The scale of the alleged corruption involving South Africa's elite that has emerged in recent months is a concern for the ruling African National Congress (ANC) leadership ahead of this year's general election.
Since coming to power in 1994 the former liberation movement has continued to back senior ANC members accused of crimes, in many instances refusing to remove or suspend them until they were found guilty in court.
However, this week the ANC changed tack and called on law enforcement agencies to arrest officials if overwhelming evidence of wrongdoing emerged against them in any of the three commissions of inquiry taking place.
Since last October a stream of senior ANC figures have been implicated in the looting of the equivalent of hundreds of millions of euro of taxpayers’ money at the commissions of inquiry investigating public sector corruption.
But with a general election coming on May 8th, many people see the ANC’s announcement as an attempt to pacify angry voters rather than a genuine embrace of a more ethical approach to party governance.
To date, former president Jacob Zuma, environmental affairs minister Nomvula Mokonyane, former South African Airways chairwoman Dudu Myeni, former South African Revenue Service commissioner Tom Moyane and four former ANC MPs are among those implicated in fraud and bribery linked to the controversial Gupta business family and facilities company Bosasa.
But the evidence provided by former Bosasa chief operating officer Angelo Agrizzi – he claims every public sector contract the company secured during his 19 years there was tainted by corruption – suggests more ANC members will be incriminated before the two-year Zondo inquiry into that alleged corruption is done.
Swift action
The revelations have prompted many South Africans to call for swift legal action to be taken against those accused of offences, which they say would reassure them the ANC is cleaning up its act.
And with the election so close, party president Cyril Ramaphosa is under a lot of pressure to get the National Prosecuting Authority to act against the accused.
Until Ramaphosa replaced the scandal-plagued Zuma as South Africa’s president in February last year, there were fears in the ANC that it could lose May’s general election.
In 2004 the ANC secured 62.2 per cent of the national vote, but its support fell to 54.5 per cent in the 2016 municipal election, largely due to discontent with Zuma’s rule. A fall below 50 per cent would see the ANC lose its sole mandate to rule for the first time since the end of apartheid in 1994.
However, a recently released poll by research company Ipsos revealed that 61 per cent of 3,571 adults it interviewed late last year would vote for the ANC in May.
In part, analysts have put this reversal of fortune down to what Ramaphosa has done to clean up the government since becoming president. However, they also warn that if no action is taken against officials implicated in wrongdoing ahead of May’s poll, disillusioned voters could make the ANC pay at the ballot box.
Mark Swilling, a leadership professor at Stellenbosch University, says a poor showing by the ANC in the polls would also fan the factionalism that has undermined the party for nearly 20 years. And in turn, he says, this might damage South Africa's fight against corruption by returning the allegedly corrupt to positions of authority in the ANC.
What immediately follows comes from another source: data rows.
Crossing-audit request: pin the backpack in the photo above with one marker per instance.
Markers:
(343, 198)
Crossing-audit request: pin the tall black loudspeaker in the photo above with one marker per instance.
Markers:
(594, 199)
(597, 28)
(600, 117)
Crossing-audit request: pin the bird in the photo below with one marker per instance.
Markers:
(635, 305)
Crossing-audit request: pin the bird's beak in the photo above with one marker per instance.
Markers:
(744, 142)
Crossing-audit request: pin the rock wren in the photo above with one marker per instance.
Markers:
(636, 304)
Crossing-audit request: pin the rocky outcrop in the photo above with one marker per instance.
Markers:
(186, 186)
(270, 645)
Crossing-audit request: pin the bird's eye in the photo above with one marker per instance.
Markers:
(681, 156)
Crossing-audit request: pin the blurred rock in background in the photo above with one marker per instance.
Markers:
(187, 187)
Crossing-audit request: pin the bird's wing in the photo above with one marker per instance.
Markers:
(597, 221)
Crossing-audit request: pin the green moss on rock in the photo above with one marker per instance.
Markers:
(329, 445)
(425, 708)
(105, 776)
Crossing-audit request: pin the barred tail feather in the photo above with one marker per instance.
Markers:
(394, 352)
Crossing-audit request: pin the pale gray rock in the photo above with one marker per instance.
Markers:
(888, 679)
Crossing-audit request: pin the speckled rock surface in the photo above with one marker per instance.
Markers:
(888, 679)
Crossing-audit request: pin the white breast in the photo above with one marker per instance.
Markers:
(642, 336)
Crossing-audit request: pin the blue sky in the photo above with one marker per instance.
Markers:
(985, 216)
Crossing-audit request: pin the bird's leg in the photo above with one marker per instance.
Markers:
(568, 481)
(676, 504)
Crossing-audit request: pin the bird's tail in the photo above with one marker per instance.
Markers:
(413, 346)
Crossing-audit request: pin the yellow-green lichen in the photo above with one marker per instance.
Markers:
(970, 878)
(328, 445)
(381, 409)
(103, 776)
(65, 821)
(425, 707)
Writing last month in the online newspaper, Daily Maverick, Swilling said the Zuma faction in the ANC was well prepared for the battle that will occur to replace Ramaphosa if the party does not do well in May.
“A reduced majority would allow ANC provincial executive committees to argue that contrary to the hype, Ramaphosa has not been able to reverse the electoral losses experienced during the Zuma years,” he said.
“The message will be simple: if the ANC is in worse shape under Ramaphosa, why should he remain the leader?”
Crime-busting unit
In recent weeks Ramaphosa has promised that corrupt officials would face the full might of the law, but only when the inquiries had finished their work – which will be 2020 in some cases.
In a state-of-the-nation address last Thursday he also unveiled a new crime-busting unit that will be housed under the National Prosecuting Authority.
Five department of correctional services and Bosasa officials implicated in wrongdoing at the Zondo inquiry were charged last week. The police, however, say their arrests stem from a 2009 investigation rather than the commission’s work. Only one of the ANC officials implicated so far in corruption at the inquiry was among the five.
So, at this point no one can be sure if the ANC intends to act aggressively against its corrupt members, or if its recent calls for action against the allegedly corrupt in its ranks is just rhetoric designed to boost its pre-election popularity.
Jakkie Cilliers, a senior politics researcher at South Africa’s Institute for Security Studies, says voters must look to the party’s election representative list to get clues around how Ramaphosa’s ANC plans to treat officials accused of corruption.
“A lot depends on this list, which is currently under wraps,” he says. “If any corruption-tainted people appear on the ANC’s MP list for the election it gives opposition parties a lot of ammunition to argue the party remains deeply corrupt under Ramaphosa, despite what he says.”